バーサスクリアラーは、全体のスケールとしては10万文字くらいの作品です。


過去に書いたものですので、すでに完成していますから、区切りのいいところを毎日一回つづ、投稿して、全20回くらいになると思います。



主要な登場人物


ハスノ チヅ — 新米クリアラー、15歳。年頃の娘らしく繊細ではあるが、優しさと芯の強い部分を内に秘めているクリアラーの見本。唯一の真剣子の理解者。


真剣子しんけんこ — 新米クリアラー、15歳。ハズノチヅの相棒バディ。傍若無人。男顔負けの身体能力を持っている。彼女の考えは、既存のクリアラーを度外視にするものであり、他のクリアラー仲間と馴染めないでいる。


アリマ — 三十ニ歳、男性。陸軍喪失地偵察部隊第三分遣隊という、情報収集専門の特殊部隊の隊長。階級は、大尉。さきのカーズマンの大群のノースシャフト侵攻の早期発見者。


ミツミ — 二十七歳、男性、アリマ大尉の部下。階級は、少尉。

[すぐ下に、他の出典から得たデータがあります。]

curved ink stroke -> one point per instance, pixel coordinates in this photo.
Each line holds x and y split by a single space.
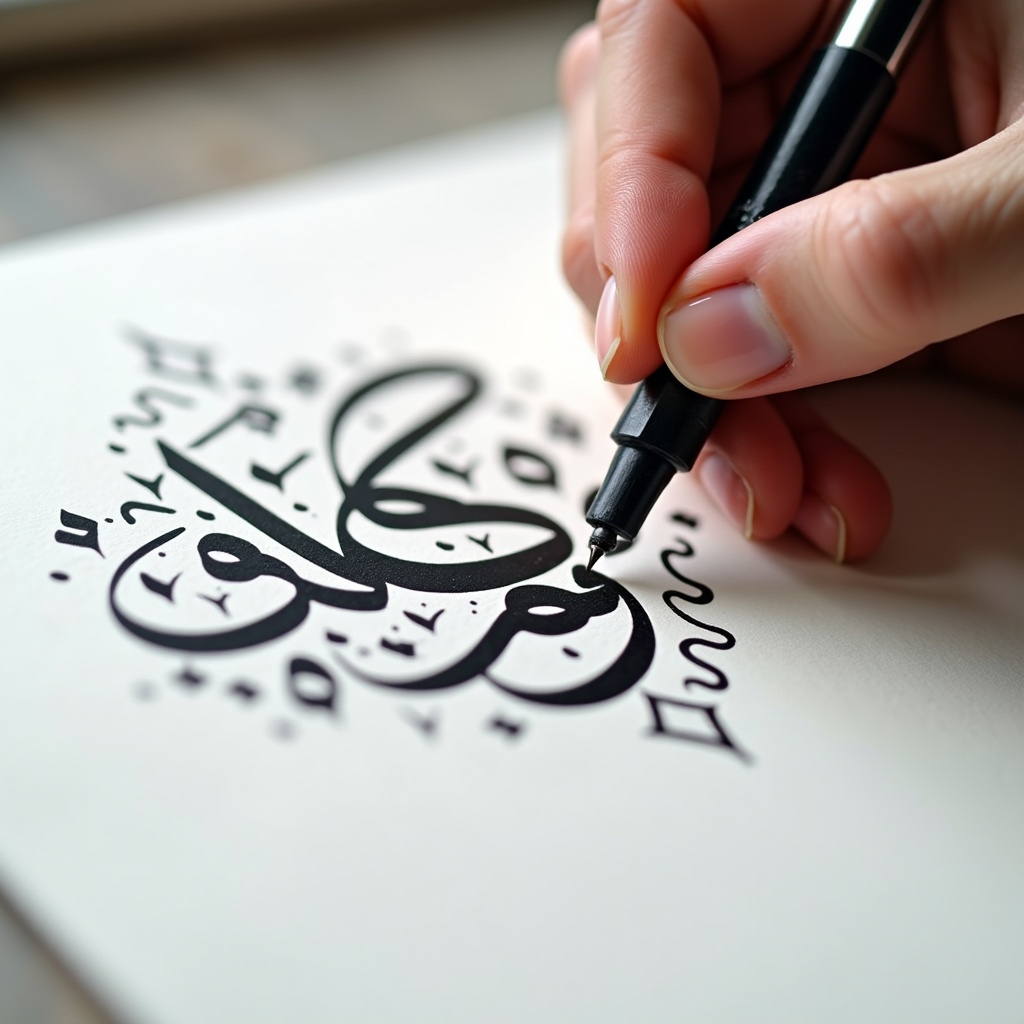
370 566
247 563
363 565
601 596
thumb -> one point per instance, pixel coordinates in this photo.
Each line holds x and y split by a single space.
853 280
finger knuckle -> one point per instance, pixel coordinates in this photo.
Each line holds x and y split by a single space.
613 15
882 243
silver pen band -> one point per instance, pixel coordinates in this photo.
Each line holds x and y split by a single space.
886 29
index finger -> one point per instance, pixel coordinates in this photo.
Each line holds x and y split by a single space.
663 68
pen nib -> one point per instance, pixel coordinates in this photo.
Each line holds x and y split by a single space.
602 541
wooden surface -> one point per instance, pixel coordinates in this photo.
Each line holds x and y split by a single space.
101 138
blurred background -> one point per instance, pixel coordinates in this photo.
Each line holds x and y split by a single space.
113 105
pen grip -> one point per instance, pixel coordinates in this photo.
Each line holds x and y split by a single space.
819 136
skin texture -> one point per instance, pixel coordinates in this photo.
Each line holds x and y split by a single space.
919 259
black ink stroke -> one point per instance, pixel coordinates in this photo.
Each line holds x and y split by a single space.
511 730
312 685
177 360
244 562
428 510
427 624
152 485
276 479
144 400
530 468
600 596
714 734
129 508
398 647
727 642
561 427
466 475
527 608
257 418
164 590
87 536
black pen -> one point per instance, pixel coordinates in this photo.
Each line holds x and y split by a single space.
821 132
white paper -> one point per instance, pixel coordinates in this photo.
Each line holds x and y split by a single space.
278 833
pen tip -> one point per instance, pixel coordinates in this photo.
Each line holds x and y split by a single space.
603 540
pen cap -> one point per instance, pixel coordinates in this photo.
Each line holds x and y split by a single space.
667 419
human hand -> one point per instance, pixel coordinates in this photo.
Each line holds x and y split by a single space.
669 101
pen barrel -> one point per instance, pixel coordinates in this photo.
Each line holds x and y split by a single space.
821 133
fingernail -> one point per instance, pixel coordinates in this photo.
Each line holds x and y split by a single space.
822 524
607 327
730 492
722 340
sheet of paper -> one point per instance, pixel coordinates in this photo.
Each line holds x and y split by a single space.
308 712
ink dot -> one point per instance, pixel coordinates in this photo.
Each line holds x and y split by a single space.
283 729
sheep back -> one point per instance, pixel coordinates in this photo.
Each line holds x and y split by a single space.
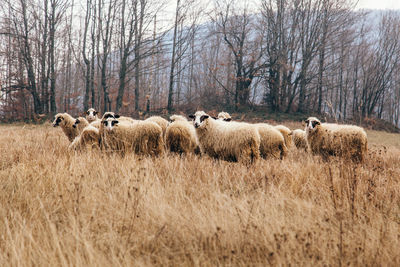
286 133
231 141
272 143
348 141
180 137
299 139
141 137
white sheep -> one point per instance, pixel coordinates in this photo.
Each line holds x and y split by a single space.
180 136
348 141
286 133
66 122
224 116
88 139
110 114
140 137
225 140
91 115
81 123
272 140
272 143
299 139
163 123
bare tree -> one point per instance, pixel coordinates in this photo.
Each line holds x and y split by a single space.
246 43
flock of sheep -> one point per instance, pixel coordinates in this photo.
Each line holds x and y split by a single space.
218 137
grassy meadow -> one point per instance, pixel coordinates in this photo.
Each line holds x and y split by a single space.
61 208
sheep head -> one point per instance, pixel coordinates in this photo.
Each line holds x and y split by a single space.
312 124
200 119
59 118
91 114
224 116
109 124
109 114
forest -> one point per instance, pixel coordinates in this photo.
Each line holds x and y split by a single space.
309 56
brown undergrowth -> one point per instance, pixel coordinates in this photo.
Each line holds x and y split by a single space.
62 208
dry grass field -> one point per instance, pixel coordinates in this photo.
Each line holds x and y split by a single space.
59 208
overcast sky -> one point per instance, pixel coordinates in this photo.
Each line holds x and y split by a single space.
379 4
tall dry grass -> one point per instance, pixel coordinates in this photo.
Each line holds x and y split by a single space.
61 208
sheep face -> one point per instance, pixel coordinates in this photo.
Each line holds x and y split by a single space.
110 114
200 119
91 114
312 124
224 116
77 121
58 119
109 124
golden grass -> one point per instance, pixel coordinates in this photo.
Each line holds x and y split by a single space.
61 208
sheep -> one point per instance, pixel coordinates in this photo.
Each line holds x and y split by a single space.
224 116
140 137
180 136
272 141
66 122
110 114
299 139
176 117
286 133
91 115
81 123
225 140
88 139
163 123
347 141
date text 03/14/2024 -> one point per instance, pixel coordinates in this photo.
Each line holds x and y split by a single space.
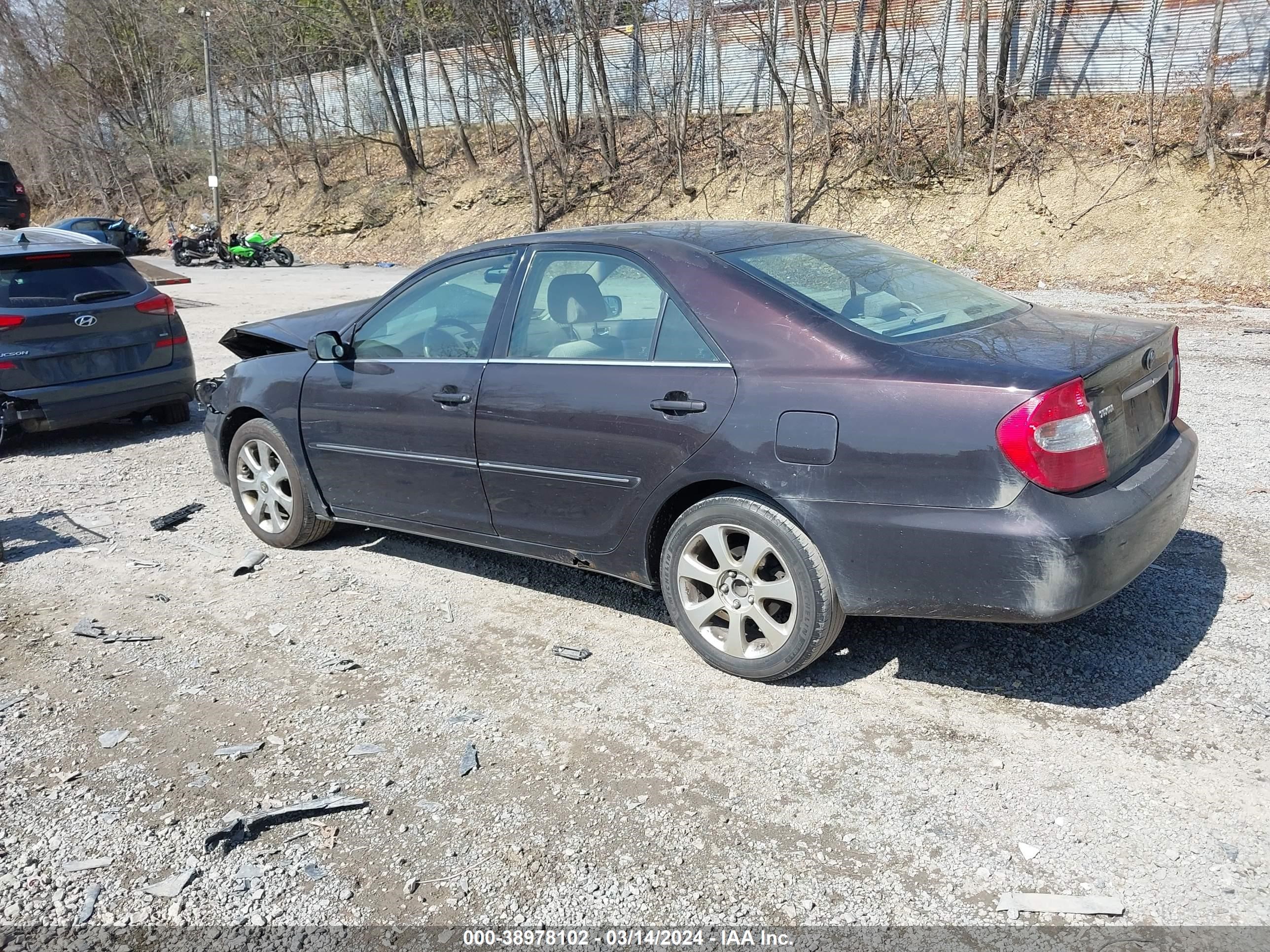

偵察部第三分遣隊のヘリ操縦士。


 クリアラーたち



  1



 タイヤが、荒野の砂を舞い上げ、長い轍を引いていた。


 車には、三人の兵士と一人の少女が乗っていた。後部座席は、少女の特等席で兵から守られるように座っている。


 娘の歳は、十五くらいだった。ケープとマント合わせたような衣服を羽織っていて、一メートル半ほどの長さの野太い杖を大事そうに抱えていた。杖も彼女の服と同じく白かった。


 四駆には、屋根がない。前を走る大型の装甲車へついていく。


 朽ちた建物が、ちらほらと現れた。建物と距離をおいたところで、車が止まる。後部から十二人の兵士たちが、自動小銃をたずさえ出てきて、周囲の様子を調べた。


 若い隊長が、建物の方へ視線をむけ、軍曹へ話しかけた。


「あそこへはあまり近づきたくないな」


「今日のところは、ここにセンサーを設置して、迂回しましょう」


 軍曹の指示で兵士たちが、地面へ杭を打った。それからアンテナのついた箱型の機械を杭へはめ込み、固定する。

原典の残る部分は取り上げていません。